Certains se demandent peut-être pourquoi sa disparition est une affaire nationale. C'est le Monde qui raconte sans doute le mieux, ce matin, comment le chanteur avait su entretenir, en près de 60 ans de carrière, et chez chacun de ses fans, «l'illusion de posséder en soi une part de jeunesse indestructible, résistante aux années, aux soucis d'argent, aux maladies et aux divorces», comment cet «emblème de la jeunesse au début des années 1960, régulièrement (moqué) par les défenseurs du bon goût / et tout aussi régulièrement redécouvert par l'intelligentsia/ avait fini par devenir un monument» français. Johnny Hallyday, écrit le Monde, «fut aimé des baby-boomeurs des années 1960, (puis) adoré par leurs parents réconciliés avec les yéyé. Puis par leurs enfants fredonnant «Marie», et enfin par leurs petits-enfants adorant hurler «La Musique que j'aime». En concert, c'étaient donc quatre générations de Français qui reprenaient en ch½ur, les mains croisées au-dessus de la tête, signe ultime du ralliement, l'implacable conclusion de la chanson «Gabrielle»: «J'ai refusé/Mourir d'amour enchaîné».
 
D'après Jean-Louis Fabiani, ce qui faisait Johnny Hallyday, c'était surtout son incroyable capacité de transformation. Ce sociologue rappelle dans le Monde ce que le journal américain USA Today avait dit un jour du chanteur: qu'il était «la plus grande rockstar dont vous n'avez jamais entendu parler». Certes, écrit-il, la personnalité d'Hallyday «intriguait» outre-Atlantique, mais bien que son image en France «ait été liée à une forme d'américanité, il (était resté) incompréhensible en dehors de la culture française, qu'il a fini par incarner». Comment Johnny Hallyday a-t-il apprivoisé, incarné cette culture? En parvenant, grâce à ses compositeurs et ses paroliers, à «transformer son propos au fil du temps pour épouser les changements culturels de l'époque: hippie au temps du Flower power, (puis en faisant) un tour vers la loi et l'ordre, en tançant le chanteur Antoine pour ses «cheveux longs et (ses) idées courte ». «Une sévérité qui ne l'a pas empêché pas, trente ans plus tard, de chanter le temps qui passe avec les rappeurs de Ministère A.M.E.R» - une capacité d'adaptation, de transformation, qui expliquerait qu'il ait pu être «à la fois l'inspirateur musical de Jean-Pierre Raffarin, et un acteur fétiche de Jean-Luc Godard». «Au-delà du marketing culturel et de la construction marchande du personnage, dixit Fabiani, il faut dire que Johnny Hallyday représentait plutôt bien (les Français): révolté votant à droite, en délicatesse avec le fisc, époux infidèle et gentil papa, chanteur américain dont on peut comprendre toutes les paroles». Bref, Johnny, «c'était la France».
 
«The French Elvis Presley of France is dead», annonce The New York Times: «le chanteur qui a captivé le public pendant près de 60 ans avec ses interprétations gauloises du rock and roll américain et sa turbulente existence en coulisses, est mort. I avait 74 ans». Le père du chanteur était belge. Et pour nos voisins, il fait aussi un peu partie du patrimoine national. «Johnny est parti: noir, c'est noir», écrit La Libre Belgique, en évoquant une vie menée «à fond de train». «Johnny était devenu plus qu'un artiste».

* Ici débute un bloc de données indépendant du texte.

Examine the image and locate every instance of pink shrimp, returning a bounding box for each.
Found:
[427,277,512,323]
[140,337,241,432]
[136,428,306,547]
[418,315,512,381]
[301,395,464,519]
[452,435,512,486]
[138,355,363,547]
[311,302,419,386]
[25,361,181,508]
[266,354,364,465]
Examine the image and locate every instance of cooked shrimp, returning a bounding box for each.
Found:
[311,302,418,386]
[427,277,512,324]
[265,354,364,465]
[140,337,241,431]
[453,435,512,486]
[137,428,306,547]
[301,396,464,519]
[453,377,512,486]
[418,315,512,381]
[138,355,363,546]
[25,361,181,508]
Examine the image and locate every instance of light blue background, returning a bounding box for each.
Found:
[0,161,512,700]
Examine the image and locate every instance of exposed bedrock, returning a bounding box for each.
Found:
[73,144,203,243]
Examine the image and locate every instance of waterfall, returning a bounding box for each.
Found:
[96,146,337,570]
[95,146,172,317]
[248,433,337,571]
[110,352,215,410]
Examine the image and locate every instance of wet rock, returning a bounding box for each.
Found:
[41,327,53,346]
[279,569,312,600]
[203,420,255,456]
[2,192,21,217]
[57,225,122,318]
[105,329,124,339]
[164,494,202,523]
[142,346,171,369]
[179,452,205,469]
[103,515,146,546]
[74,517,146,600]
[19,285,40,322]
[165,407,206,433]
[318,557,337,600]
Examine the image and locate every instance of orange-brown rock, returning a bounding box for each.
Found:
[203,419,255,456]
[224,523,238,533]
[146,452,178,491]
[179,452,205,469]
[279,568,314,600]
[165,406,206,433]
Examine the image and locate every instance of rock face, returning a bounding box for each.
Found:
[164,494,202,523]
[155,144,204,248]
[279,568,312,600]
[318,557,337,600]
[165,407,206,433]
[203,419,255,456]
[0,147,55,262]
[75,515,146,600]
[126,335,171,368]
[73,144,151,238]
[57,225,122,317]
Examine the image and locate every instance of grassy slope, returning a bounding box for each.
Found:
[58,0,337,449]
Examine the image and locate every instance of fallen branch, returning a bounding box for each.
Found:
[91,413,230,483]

Mais celui qui a le mieux parlé de Johnny Hallyday, c'est sans doute lui-même. Dans un entretien accordé en 1998 à l'écrivain Daniel Rondeau, qui avait été très commenté à l'époque, notamment à cause de sa confession sur sa consommation de cocaïne, Johnny le taiseux avait accepté, pour une fois, de se livrer longuement. Une conversation republiée aujourd'hui par le Monde, où le chanteur disait avoir été lui-même «ébahi» par ses succès: «Mon étonnement dure encore (...). Maintenant, je me bats pour me défendre, pour me sauver, je n'ai plus la foi, ou plutôt je l'ai d'une autre façon. Je sais que je ne peux pas vivre autrement que je vis, c'est-à-dire en chantant (...) C'est ma sincérité, jusqu'à en crever».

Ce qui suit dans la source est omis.